LGBT-Rechte in Botswana: Ein Erfolg vor Gericht
Botswanas oberster Gerichtshof stoppt die Kriminalisierung von gleichgeschlechtlichen Beziehungen. Teile des Strafgesetzbuchs seien verfassungswidrig.
ap | Botswanas oberster Gerichtshof lehnt eine Kriminalisierung von gleichgeschlechtlichen Beziehungen ab. Die entsprechenden Abschnitte des Strafgesetzbuchs, nach denen Gefängnisstrafen von bis zu sieben Jahren verhängt werden können, seien verfassungswidrig, hieß es am Dienstag in der einstimmigen Entscheidung der Richter.
Mehr als zwei Dutzend afrikanische Länder südlich der Sahara haben Gesetze, laut denen Sex unter Homosexuellen strafbar ist. Vor weniger als vier Wochen hatte der oberste Gerichtshof in Kenia noch Strafen für gleichgeschlechtlichen Verkehr aufrechterhalten.

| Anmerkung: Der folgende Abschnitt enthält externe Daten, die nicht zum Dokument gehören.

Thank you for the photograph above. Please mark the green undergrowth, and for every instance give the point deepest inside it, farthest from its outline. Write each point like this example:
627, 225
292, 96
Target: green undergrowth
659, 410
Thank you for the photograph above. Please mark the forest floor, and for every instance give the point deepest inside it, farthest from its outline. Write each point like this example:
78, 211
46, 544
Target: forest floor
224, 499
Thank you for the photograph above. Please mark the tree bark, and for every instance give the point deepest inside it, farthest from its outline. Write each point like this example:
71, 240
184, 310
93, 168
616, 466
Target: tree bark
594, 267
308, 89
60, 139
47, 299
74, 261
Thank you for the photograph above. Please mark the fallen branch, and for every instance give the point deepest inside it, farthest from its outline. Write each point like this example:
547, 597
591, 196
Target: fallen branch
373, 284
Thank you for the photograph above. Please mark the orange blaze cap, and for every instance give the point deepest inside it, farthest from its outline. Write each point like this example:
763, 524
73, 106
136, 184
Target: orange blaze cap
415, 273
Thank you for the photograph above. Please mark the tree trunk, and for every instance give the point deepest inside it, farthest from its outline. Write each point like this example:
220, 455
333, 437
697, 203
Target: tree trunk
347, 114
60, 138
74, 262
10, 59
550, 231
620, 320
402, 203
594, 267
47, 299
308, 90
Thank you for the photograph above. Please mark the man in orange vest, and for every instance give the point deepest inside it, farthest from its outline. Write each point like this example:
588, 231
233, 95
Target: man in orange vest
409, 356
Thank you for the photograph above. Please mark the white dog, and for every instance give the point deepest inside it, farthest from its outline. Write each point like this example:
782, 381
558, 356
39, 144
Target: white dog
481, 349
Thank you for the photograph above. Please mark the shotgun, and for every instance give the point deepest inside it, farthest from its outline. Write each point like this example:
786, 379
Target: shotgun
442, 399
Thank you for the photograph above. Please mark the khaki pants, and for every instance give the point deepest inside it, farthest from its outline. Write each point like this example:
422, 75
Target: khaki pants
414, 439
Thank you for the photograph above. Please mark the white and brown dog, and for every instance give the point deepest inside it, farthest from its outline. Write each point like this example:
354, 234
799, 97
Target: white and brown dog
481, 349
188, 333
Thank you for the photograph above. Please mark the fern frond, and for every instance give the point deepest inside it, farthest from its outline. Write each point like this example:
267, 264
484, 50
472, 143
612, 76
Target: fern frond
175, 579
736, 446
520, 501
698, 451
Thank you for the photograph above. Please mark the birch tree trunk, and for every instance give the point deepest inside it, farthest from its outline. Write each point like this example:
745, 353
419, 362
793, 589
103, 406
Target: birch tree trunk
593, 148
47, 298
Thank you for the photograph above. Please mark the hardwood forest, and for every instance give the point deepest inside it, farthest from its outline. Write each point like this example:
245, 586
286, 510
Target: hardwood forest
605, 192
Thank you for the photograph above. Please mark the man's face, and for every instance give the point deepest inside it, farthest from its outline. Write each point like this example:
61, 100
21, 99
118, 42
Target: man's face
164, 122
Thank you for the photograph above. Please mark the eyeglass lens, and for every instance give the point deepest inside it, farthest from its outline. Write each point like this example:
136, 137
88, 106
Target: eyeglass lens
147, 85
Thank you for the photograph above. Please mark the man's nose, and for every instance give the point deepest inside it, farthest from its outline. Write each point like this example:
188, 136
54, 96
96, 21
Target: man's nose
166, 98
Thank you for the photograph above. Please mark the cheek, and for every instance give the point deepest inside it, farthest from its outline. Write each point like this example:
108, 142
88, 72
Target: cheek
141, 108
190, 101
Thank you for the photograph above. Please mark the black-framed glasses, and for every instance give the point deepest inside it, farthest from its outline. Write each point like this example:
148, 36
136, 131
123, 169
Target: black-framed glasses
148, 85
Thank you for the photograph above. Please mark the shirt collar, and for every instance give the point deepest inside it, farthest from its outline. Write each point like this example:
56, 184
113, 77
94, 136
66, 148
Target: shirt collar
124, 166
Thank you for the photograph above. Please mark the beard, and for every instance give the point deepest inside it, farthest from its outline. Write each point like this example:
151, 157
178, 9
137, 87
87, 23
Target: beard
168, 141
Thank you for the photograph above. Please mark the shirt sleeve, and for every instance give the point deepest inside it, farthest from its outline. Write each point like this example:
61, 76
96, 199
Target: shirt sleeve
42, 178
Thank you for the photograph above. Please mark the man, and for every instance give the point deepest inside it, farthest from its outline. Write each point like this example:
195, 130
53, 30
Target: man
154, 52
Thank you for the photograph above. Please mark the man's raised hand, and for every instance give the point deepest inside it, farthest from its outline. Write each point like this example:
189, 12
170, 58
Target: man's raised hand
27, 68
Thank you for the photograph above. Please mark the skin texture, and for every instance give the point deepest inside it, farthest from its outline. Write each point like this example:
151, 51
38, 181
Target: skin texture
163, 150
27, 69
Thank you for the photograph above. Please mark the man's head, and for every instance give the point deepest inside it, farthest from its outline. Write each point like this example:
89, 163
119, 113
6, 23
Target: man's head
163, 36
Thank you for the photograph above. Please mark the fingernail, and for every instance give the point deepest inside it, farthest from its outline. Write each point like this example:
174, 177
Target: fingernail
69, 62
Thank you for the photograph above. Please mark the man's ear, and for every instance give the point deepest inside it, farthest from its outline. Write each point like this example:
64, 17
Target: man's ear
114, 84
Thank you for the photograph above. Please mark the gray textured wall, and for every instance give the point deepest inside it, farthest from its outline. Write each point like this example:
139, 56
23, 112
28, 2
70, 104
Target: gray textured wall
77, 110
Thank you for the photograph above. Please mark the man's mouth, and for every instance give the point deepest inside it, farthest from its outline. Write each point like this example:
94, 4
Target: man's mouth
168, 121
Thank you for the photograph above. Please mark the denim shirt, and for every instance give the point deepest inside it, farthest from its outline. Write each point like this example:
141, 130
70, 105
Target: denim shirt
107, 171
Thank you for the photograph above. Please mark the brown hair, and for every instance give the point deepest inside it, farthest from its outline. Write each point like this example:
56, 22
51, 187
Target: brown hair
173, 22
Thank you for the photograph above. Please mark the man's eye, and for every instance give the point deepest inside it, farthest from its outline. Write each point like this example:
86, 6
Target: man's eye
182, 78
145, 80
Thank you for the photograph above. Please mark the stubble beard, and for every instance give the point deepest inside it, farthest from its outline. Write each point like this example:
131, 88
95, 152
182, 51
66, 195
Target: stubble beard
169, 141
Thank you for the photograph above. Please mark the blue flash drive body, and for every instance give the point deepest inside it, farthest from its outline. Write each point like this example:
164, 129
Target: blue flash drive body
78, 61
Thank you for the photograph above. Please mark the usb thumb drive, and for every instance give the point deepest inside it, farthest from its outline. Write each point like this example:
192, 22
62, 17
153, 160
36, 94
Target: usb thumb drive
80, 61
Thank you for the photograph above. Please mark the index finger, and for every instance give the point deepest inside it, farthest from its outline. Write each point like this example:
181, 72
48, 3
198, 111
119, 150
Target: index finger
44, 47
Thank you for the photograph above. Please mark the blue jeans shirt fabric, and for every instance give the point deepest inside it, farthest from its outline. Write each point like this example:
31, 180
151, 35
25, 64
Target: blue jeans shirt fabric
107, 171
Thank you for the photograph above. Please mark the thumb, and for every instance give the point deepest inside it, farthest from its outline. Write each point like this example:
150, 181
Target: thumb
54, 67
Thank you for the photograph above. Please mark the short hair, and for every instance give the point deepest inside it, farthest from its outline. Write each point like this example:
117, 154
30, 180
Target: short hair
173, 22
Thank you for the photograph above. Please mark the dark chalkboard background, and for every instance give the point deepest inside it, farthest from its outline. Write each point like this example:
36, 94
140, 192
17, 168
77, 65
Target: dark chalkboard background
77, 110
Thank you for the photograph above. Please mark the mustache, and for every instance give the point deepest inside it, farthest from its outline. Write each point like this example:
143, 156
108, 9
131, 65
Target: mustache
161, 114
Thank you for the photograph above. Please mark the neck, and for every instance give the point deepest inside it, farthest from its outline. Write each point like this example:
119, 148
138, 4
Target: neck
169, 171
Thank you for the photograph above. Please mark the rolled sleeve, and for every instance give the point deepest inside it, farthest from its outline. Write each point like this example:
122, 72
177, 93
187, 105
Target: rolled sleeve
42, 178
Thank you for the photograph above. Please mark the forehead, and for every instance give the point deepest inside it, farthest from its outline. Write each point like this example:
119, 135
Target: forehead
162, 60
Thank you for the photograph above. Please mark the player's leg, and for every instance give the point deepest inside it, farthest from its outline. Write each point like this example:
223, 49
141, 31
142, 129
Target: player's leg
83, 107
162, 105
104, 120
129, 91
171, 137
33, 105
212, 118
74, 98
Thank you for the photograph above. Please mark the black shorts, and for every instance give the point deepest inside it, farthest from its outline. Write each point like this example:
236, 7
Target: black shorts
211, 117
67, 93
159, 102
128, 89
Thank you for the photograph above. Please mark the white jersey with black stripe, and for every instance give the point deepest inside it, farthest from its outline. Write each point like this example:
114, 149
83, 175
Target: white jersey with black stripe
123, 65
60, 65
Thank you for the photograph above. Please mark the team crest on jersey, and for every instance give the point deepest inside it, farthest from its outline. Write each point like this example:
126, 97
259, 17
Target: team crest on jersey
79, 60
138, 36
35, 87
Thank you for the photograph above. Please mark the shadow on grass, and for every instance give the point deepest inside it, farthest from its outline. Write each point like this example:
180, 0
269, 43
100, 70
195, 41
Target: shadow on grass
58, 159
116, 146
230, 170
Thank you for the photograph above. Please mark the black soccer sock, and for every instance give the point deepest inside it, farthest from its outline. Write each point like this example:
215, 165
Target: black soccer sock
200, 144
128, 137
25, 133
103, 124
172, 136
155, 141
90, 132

In Angola dagegen wurde Sex von Männern mit Männern und Frauen mit Frauen entkriminalisiert. Diskriminierung wegen sexueller Orientierung wurde verboten.
Wie Aktivisten aus der LGBT-Szene (Lesben, Schwule, Bisexuelle und Transgender) kritisieren, werden Mitglieder ihrer Gemeinschaft durch die Gesetze diskriminiert und Misshandlungen ausgesetzt. Zugleich werde ihnen der Zugang zu grundlegenden medizinischen Diensten und anderen Hilfen erschwert. Solche Gesetze verletzten die Menschenwürde, beklagte etwa die in Botswana ansässige Nichtregierungsorganisation Legabibo.